They have no trouble getting volunteers at Toronto's Centre for Addiction and Mental Health; for every job posted – from art therapists to yoga instructors - the hospital receives abut 20 applications. But what is more often in short supply are visits from family and friends. Even people who make the effort at the beginning of a patient's stay may stop in only a couple times. But both patients and experts say that social visits are key to recovering from a mental illness. They offer these suggestions on how to make visits easier.
Bring chocolates, flowers, funny cards. If you'd bring a gift to a friend who has had a heart attack, patients ask, why wouldn't you do the same for a friend suffering from depression?

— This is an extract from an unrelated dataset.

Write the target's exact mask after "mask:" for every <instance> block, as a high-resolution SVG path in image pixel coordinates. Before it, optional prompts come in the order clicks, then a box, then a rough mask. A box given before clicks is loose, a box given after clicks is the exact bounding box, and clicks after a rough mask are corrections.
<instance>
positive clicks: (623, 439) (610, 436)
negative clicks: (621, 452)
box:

Don't assume that you are protecting someone's privacy by not visiting. And don't be offended if the patient doesn't want visitors. They may feel differently as their treatment progresses.
Let the patient guide the discussion. Don't insist on focusing on their illness or treatment. “A lot of families talk about getting back to the way things used to be,” says Melanie Ollenberg, the volunteer co-ordinator at CAMH. But patients, she says, want to focus on the future, “the idea that recovery is possible.”
Be enthusiastic and cheerful during visits. And show up when you say you are going to.
Get to know the staff on the floor, and inquire about the role you can play in providing information, even if, because of privacy rules, doctors are not permitted to share much in return.
Accept that patients may respond to company in different ways, at different times. Participating may mean watching in silence or going in or out of the room, Ms. Ollenberg says. “A question to ask is why am I going? For them or for me?”